Ho mancato un appuntamento che rispettavo dal primo giorno che scesi dal treno, in una stazione talmente gremita da essere incurante della sua stessa esistenza.
Mi è mancato qualcosa del mio Natale, è come se non lo avessi vissuto.
Non ho rispettato quel rito che mi spinge a fingermi un turista per assaporare l’odore di caldarroste nell’angolo del mercato del porcellino, mentre lo sguardo invidia la maestria di quei madonnari che con naturalezza riproducono opere d’arte destinate ad essere calpestate nei giorni successivi.

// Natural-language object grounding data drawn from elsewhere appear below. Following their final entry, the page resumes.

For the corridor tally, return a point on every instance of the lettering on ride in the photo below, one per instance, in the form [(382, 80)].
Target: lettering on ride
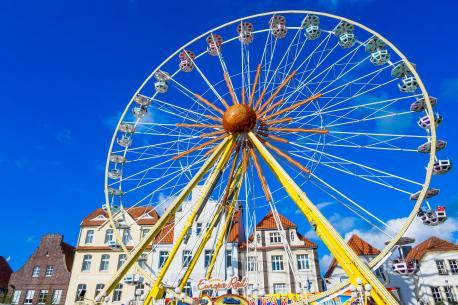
[(217, 283)]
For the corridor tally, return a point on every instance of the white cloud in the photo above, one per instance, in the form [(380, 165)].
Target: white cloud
[(418, 230)]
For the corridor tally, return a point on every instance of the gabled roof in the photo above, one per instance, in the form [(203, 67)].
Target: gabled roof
[(430, 245), (5, 273), (361, 248), (142, 215), (268, 222)]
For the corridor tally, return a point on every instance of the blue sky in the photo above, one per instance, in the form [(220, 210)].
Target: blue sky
[(68, 68)]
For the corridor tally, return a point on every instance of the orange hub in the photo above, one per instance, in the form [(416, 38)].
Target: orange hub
[(239, 118)]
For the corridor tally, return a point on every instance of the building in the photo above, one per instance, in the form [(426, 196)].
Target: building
[(436, 279), (5, 274), (96, 263), (278, 259), (44, 278), (433, 281)]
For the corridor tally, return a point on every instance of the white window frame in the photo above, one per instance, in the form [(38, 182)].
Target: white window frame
[(49, 271), (87, 262), (279, 288), (104, 262), (275, 237), (277, 263), (36, 271), (89, 239), (43, 296), (16, 297), (56, 296), (303, 262), (29, 297)]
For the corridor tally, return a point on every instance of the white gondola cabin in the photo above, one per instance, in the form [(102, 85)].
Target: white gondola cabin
[(426, 147), (127, 128), (380, 57), (277, 25), (214, 42), (161, 85), (408, 84), (433, 217), (441, 167), (133, 279), (420, 104), (245, 31), (405, 268), (425, 123), (118, 159), (347, 40), (186, 60), (114, 192), (139, 112), (114, 173), (142, 101), (429, 193)]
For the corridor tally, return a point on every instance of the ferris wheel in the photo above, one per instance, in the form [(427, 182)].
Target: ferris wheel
[(278, 112)]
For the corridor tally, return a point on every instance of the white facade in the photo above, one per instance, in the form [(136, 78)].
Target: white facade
[(95, 264)]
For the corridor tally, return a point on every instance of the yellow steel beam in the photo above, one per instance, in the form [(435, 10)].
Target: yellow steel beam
[(204, 241), (164, 219), (157, 289), (350, 262)]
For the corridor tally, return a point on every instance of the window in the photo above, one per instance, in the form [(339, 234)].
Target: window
[(117, 293), (228, 258), (56, 296), (252, 264), (80, 292), (86, 266), (449, 294), (198, 228), (275, 237), (441, 267), (42, 296), (121, 260), (302, 262), (453, 266), (29, 297), (108, 235), (142, 260), (89, 237), (49, 271), (145, 232), (16, 297), (277, 262), (187, 254), (98, 288), (436, 293), (208, 257), (187, 289), (163, 255), (104, 262), (279, 288), (126, 238), (36, 271)]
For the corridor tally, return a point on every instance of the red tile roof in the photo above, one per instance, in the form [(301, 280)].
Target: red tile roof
[(361, 248), (268, 222), (430, 245), (5, 273), (142, 215)]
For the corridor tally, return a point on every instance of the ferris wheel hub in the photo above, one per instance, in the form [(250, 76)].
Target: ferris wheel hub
[(239, 118)]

Non ho potuto ammirare l’albero adornato di luci, circondato da bambini dalle gote arrossate ed il nasino affondato nello zucchero filato.
Piccoli sacchettini fatti di piumini e pile, il cui sguardo dolce si lascia intravedere tra sciarpa e cappellini di lana colorata.
Non ho ascoltato le canzoni natalizie suonate dal bandoneon o dal violinista solitario, appoggiato all’angolo di Orsanmichele. Non gustato la processione di pacchetti colorati tra le braccia di sconosciuti, giocando ad immaginare a chi avrebbero consegnato i loro regali.
Mi è mancata una parte importante del mio Natale, cara Firenze, quel viaggio che mi concedo una volta ogni anno, per parlare con me.